I richiami alla penitenza saranno puntuali ed inevitabili. E’ quasi un classico accostarsi alla Confessione nei giorni di Pasqua. Ma come si deve predisporre il cattolico al momento di purificazione?
Il sacramento della Confessione o Penitenza, dice il Catechismo della Chiesa cattolica (CCC), ricorda che “l’appello di Cristo alla conversione continua a risuonare nella vita dei cristiani” (art. 1428), per cui “è chiamato sacramento della Penitenza poiché consacra un cammino personale ed ecclesiale di conversione, di pentimento e di soddisfazione del cristiano peccatore”. Il peccato, infatti, è personale, ma incide sull’intera Chiesa perché ne contamina un membro, “per questo motivo la conversione arreca ad un tempo il perdono di Dio e la riconciliazione della Chiesa” (art. 1440). I peccati si distinguono in veniali e mortali. Sono entrambi cose gravi, ma i mortali sono peggiori perché compiuti con la piena consapevolezza di fare il male.
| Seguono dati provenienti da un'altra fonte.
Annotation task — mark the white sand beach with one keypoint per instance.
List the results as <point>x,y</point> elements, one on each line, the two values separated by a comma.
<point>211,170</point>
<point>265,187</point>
Il penitente deve quindi muoversi verso il confessionale innanzitutto con la consapevolezza di aver offeso Dio e danneggiato il prossimo. Questo sentimento veniva chiamato un tempo contrizione ed è necessario perché il sacramento sia valido. Senza pentimento, infatti, non c’è nessun bisogno di essere perdonati, ci si crede nel giusto e si giustifica il peccato.
Il sacramento della Confessione serve specificamente per rimettere i peccati. “La varietà dei peccati è grande” (CCC art. 1852): bisogna enumerare precisamente le proprie colpe, a partire dalle più gravi scalando fino alle minime, senza dimenticare le tendenze “perverse” che segretamente hanno tutti. Su di esse si appunterà la mortificazione penitenziale, affinché progressivamente si giunga a domarle e a sradicare le fonti di peccato. “Il peccato trascina al peccato. Con la ripetizione dei medesimi atti genera il vizio” (CCC art. 1865). Solo dopo questo passo inequivocabile si può, se si vuole, domandare consiglio per la vita spirituale.
L’atto di contrizione segue un po’ le tradizioni locali, ma la formula sacramentale di assoluzione è universale e si radica nella Trinità, reinserendo il peccatore nella piena comunione della Chiesa. “Io ti assolvo dai tuoi peccati nel nome del Padre, del Figlio e dello Spirito Santo”.
La Quaresima, che è il massimo tempo liturgico penitenziale dell’anno, vede tradizionalmente un incremento delle confessioni e della disponibilità di confessori. L’Anno della Fede, indetto da Benedetto XVI, offre una serie di condizioni per ricevere l’indulgenza plenaria, cioè l’assoluzione di tutti i peccati commessi dalla nascita, applicabile anche ai defunti. Ne abbiamo discorso in un articolo apposito. Approfittiamone per incontrare con serenità il perdono e la misericordia del Signore.